Can The State, County, City, Utilities Or Other Entities Take My Property?

The short answer to that question is generally, “yes.” Provisions of the Constitutions of the United States and of the state of North Carolina provide that under certain circumstances, private property may be taken for a public purpose and use, but only when the property owner is paid just compensation (damages) for the property taken or for damages to the remaining property. The legal proceedings to take private property for public purposes are known as eminent domain or condemnation. Private property may be taken in a condemnation proceeding by the Department of Transportation, cities and towns, counties, public utilities and some other public bodies and certain private corporations. As the Cape Fear region has grown, and as it continues to grow, the most frequent uses of condemnation proceedings involve road-widening projects and utility expansions and extensions.

As a general rule, the condemning body (known as the condemnor) has a right to enter on to private property for such purposes as surveying and appraising the property to be taken and conducting engineering testing. After study and a decision of the property to be taken by the condemnor, the property owner can expect to be contacted by a representative of the condemnor with a payment offer that the condemnor believes is just compensation for the damages caused by the taking.

If the property owner rejects the payment offer, the condemnor can, and will, file a lawsuit condemning the property (that is, taking title to the property despite the owner’s rejection of the payment offered). The lawsuit will proceed through the litigation process and be resolved either through settlement negotiations (including mediation) or a jury trial to determine the amount of just compensation.

In addition to payment for damages or just compensation, the property owner may be entitled to receive relocation assistance.
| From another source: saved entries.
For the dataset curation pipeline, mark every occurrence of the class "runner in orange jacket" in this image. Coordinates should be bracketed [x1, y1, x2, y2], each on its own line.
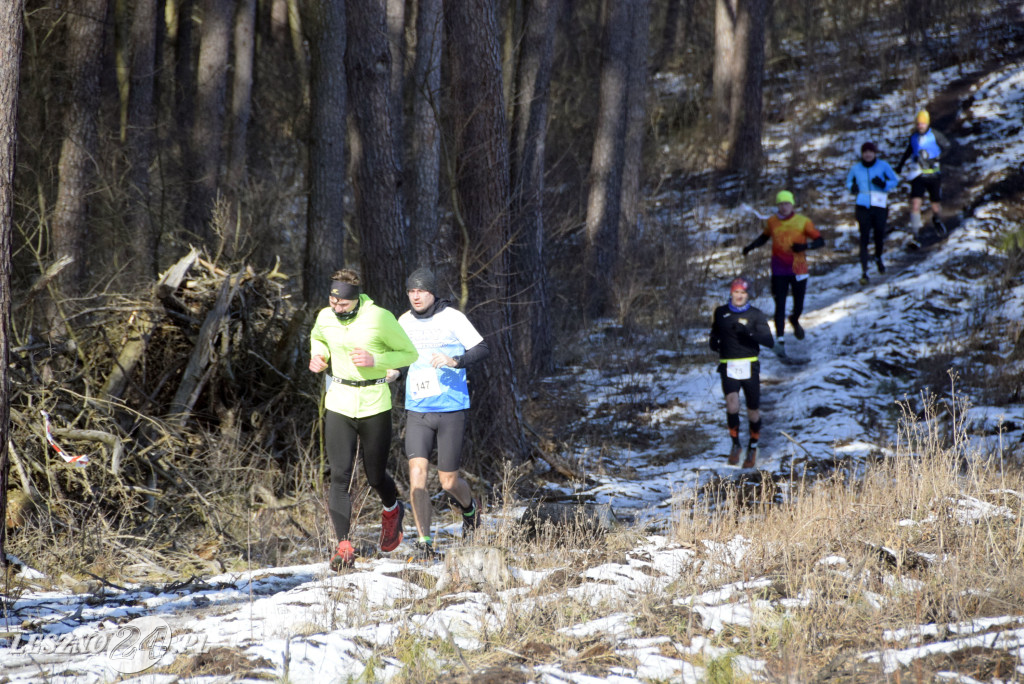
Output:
[742, 190, 824, 357]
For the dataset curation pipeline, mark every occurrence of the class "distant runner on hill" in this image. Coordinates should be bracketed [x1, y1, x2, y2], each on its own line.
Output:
[895, 109, 952, 246]
[709, 277, 774, 468]
[846, 141, 899, 284]
[742, 190, 824, 357]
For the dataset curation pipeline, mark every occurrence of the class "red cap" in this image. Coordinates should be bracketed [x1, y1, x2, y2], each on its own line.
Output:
[730, 277, 749, 292]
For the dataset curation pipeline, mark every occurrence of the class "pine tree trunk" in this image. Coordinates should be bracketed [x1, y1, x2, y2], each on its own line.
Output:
[409, 0, 442, 269]
[655, 0, 682, 70]
[445, 0, 528, 464]
[712, 0, 738, 135]
[714, 0, 766, 176]
[346, 0, 408, 312]
[270, 0, 288, 44]
[510, 0, 561, 377]
[501, 0, 524, 117]
[300, 0, 347, 305]
[52, 0, 108, 291]
[227, 0, 256, 194]
[725, 0, 767, 177]
[222, 0, 256, 258]
[173, 0, 197, 141]
[184, 0, 232, 242]
[620, 0, 650, 247]
[125, 0, 158, 280]
[583, 0, 633, 318]
[387, 0, 406, 130]
[0, 0, 24, 568]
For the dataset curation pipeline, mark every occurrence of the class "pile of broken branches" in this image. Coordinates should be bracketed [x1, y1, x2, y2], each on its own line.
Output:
[6, 249, 324, 577]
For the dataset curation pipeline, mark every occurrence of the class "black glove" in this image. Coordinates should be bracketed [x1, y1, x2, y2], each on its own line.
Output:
[849, 181, 858, 195]
[895, 164, 903, 175]
[742, 245, 752, 256]
[732, 320, 749, 336]
[871, 175, 886, 189]
[791, 242, 808, 253]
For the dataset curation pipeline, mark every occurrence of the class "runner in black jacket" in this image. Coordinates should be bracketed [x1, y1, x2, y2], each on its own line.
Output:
[709, 278, 775, 468]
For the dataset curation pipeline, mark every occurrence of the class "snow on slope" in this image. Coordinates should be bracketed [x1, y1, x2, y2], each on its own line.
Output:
[4, 35, 1024, 684]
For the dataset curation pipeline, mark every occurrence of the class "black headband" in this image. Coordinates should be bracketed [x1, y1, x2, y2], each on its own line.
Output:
[330, 281, 360, 300]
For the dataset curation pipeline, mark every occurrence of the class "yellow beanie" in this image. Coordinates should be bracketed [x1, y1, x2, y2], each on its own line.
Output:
[916, 109, 930, 125]
[776, 190, 795, 205]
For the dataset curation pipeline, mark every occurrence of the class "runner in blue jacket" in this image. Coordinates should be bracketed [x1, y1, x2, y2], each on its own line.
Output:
[895, 109, 952, 243]
[846, 141, 899, 284]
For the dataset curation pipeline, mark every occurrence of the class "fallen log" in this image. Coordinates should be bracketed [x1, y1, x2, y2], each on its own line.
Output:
[169, 272, 242, 424]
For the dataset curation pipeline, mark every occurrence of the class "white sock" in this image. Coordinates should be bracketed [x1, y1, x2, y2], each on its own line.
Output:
[910, 213, 922, 230]
[777, 336, 785, 344]
[383, 501, 398, 512]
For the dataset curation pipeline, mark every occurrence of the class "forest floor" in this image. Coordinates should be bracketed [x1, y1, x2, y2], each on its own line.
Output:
[3, 14, 1024, 684]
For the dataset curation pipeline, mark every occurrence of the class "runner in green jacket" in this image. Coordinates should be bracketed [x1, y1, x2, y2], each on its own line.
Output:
[309, 269, 418, 569]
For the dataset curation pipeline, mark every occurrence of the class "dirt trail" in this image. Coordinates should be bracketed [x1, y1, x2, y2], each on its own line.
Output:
[901, 6, 1024, 234]
[723, 40, 1024, 485]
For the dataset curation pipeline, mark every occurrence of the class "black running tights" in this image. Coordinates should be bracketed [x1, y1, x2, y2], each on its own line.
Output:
[856, 205, 888, 270]
[771, 275, 807, 337]
[324, 409, 398, 541]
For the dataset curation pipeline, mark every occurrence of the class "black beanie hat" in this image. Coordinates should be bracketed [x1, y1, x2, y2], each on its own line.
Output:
[406, 267, 437, 294]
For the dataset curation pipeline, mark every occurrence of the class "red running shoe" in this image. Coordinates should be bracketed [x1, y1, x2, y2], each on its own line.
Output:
[379, 503, 405, 552]
[330, 540, 355, 570]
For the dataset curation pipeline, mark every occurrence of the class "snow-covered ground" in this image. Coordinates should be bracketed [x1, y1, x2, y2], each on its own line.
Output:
[4, 27, 1024, 684]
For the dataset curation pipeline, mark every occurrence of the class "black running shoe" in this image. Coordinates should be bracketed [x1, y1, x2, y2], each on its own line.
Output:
[461, 498, 480, 538]
[933, 218, 947, 235]
[859, 274, 869, 286]
[728, 443, 742, 466]
[413, 540, 442, 562]
[788, 315, 805, 340]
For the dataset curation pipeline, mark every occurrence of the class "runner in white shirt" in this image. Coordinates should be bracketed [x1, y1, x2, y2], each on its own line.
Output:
[390, 268, 490, 558]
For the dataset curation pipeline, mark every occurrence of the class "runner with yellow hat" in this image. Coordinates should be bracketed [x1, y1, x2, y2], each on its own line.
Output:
[896, 108, 952, 246]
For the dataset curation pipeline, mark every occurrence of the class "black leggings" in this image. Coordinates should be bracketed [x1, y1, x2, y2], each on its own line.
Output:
[324, 409, 398, 541]
[856, 205, 887, 269]
[771, 275, 807, 337]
An owner who is displaced, whether a residence or a business, may be eligible for moving expenses, replacement housing payment, a rent supplement or a down payment supplement. The specific amounts or types of relocation assistance depend on the particular property being taken.

The property owner whose property is being condemned is faced with a number of important decisions. An attorney experienced in representing property owners in condemnation proceedings can help answer those questions and represent the property owner in negotiations, whether before or after any lawsuit is filed, and in litigation through a jury trial if that is required to determine the appropriate amount of just compensation.